WASHINGTON (CNS) — The national appetite for broadband, and especially wireless broadband, could result in continued loss of bandwidth for television.
The federal government proposed in late June to find 500 MHz for wireless. The Federal Communications Commission, in its national broadband plan issued earlier in the year, called for the freeing up of spectrum to meet the expected demand.
How does TV fit into the picture?
Let’s say that a local TV channel is sitting on some bandwidth that the government would like to reallocate for wireless. The government would not necessarily force the licensee to give up the bandwidth via eminent domain, the policy that requires government to reimburse property holders if their land is needed for a highway.
But the government can give incentives to get that bandwidth, in the words of one senior White House official who conducted a June 28 telephone conference call with reporters on the condition that he not be identified.
He used the hypothetical situation of “a television station in Los Angeles that has revenues measured at $25 million.
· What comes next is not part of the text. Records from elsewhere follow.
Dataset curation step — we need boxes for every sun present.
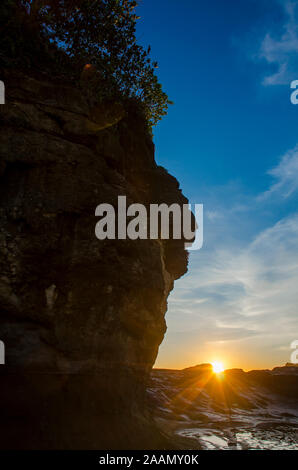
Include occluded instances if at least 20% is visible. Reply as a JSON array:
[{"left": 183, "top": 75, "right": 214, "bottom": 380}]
[{"left": 211, "top": 361, "right": 224, "bottom": 374}]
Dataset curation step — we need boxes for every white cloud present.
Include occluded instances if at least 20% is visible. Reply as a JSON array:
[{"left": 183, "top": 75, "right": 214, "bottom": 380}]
[
  {"left": 258, "top": 145, "right": 298, "bottom": 200},
  {"left": 258, "top": 1, "right": 298, "bottom": 85}
]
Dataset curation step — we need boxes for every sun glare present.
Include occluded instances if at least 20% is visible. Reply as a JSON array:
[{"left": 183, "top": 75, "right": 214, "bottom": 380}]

It uses 6 MHz of spectrum that someone would be willing to pay hundreds of millions of dollars (for).” And the third party is the government, “acting as the agent in between, packaging all of that spectrum,” he said. “It’s a win-win-win for all three.”
The TV station’s incentive? Cash to move elsewhere in the spectrum. Since TV and radio licenses were given away when they were first issued, the government would profit in the resale of the spectrum to wireless users.
It’s not like it hasn’t happened before, or recently. With last year’s switch to digital TV, the “channels” occupied by TV stations are rarely on the same part of the bandwidth as when they were established. Federal policy barred the establishment of a station using the same channel on the dial within 180 miles of another station on that spot.
That’s why, for instance, you’ll see channels 2, 4, 5, 7, 9, 11 and 13 in New York and the Washington-Baltimore corridor, but in Philadelphia, smack dab between the two megalopolises, they use the other channels of what were once “VHF” (very high frequency).
Technological advances, though, have allowed stations to be bunched together more closely without interfering with the signals of a station in another city. The “UHF” (or ultra-high frequency) channels once ran from 14 to 83. Then the high end was trimmed to 69 and, with the digital conversion, was trimmed again.
Not only have TV channels been bunched more closely together, but technology allows stations to offer subchannels in the digital world. One station in Washington now offers five channels on its relocated spot on the dial. Others offer two, three or four. Very few broadcasters, even in a tough economic and advertising climate, offer just the original channel anymore.
But back to wireless. The FCC and the Obama administration want to open competition to more wireless carriers. The government foresees more data being transmitted through wireless means in the years ahead.
The White House official said the government would inventory its own spectrum holdings and see how different federal agencies could use less spectrum more effectively.
One example: “Our planes use radar, which is a 60-year-old technology. Most of our cars have GPS,” the White House official said. GPS devices receive satellite signals; radar uses radio waves. With time and technology, he added, the Federal Aviation Administration’s use of radar to track planes would be switched to another system using less bandwidth.
The White House official said the search for spectrum and its resulting sale could take up to 10 years.
There’s no official estimate of how much revenue would be generated, but there are hopes that the spectrum sale could net $10 billion.
Spectrum sale proceeds could be used in three ways. One concerns public safety; the switch to digital TV was done in part to give public safety agencies exclusive use of one slice of the spectrum. Another is for technology-dependent infrastructure improvements, including high-speed rail and “smart grid” technology to keep electricity and other utilities accessible when consumers and industry need them. The third use of spectrum sale money would be deficit reduction.
The White House official also offered his view that the spectrum sale for wireless is “one that we think will create hundreds of thousands of jobs.”
Pattison is media editor for Catholic News Service.